Calculation of radiator sections depending on actual conditions
Once again, we draw your attention to the fact that the thermal power of one section of the battery is indicated for ideal conditions. The battery will give out so much heat if its coolant has a temperature of + 90 ° C at the inlet, at the outlet + 70 ° C, in the room it is maintained at + 20 ° C. That is, the temperature head of the system (also called the "delta system") will be 70 ° C. What to do if your system is above + 70 ° C at the entrance to the case? or is the room temperature + 23 ° C necessary? Recalculate the claimed capacity.
To do this, calculate the temperature head of your heating system. For example, at the feed you have + 70 ° C, at the outlet of 60 ° C, and in the room you need a temperature of + 23 ° C. Find the delta of your system: this is the average arithmetic temperature at the inlet and outlet, minus the room temperature.
For our case, we get: (70 ° C + 60 ° C) / 2 - 23 ° C = 42 ° C. Delta for such conditions is 42 ° C. Next we find this value in the conversion table (located below) and multiply the declared power by this coefficient. We learn the power that this section can give for your conditions.
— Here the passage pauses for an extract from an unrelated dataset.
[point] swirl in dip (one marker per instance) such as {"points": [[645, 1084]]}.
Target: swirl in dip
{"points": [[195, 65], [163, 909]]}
We find in the columns, colored in blue, a line with a delta of 42 ° C. It corresponds to a coefficient of 0.51. Now calculate the thermal power of the 1 section of the radiator for our case. For example, the declared power of 185 W, applying the found coefficient, we get: 185 W * 0.51 = 94.35 W. Almost half that. That's the power and you need to substitute when doing the calculation of radiator sections. Only taking into account the individual parameters in the room will be warm.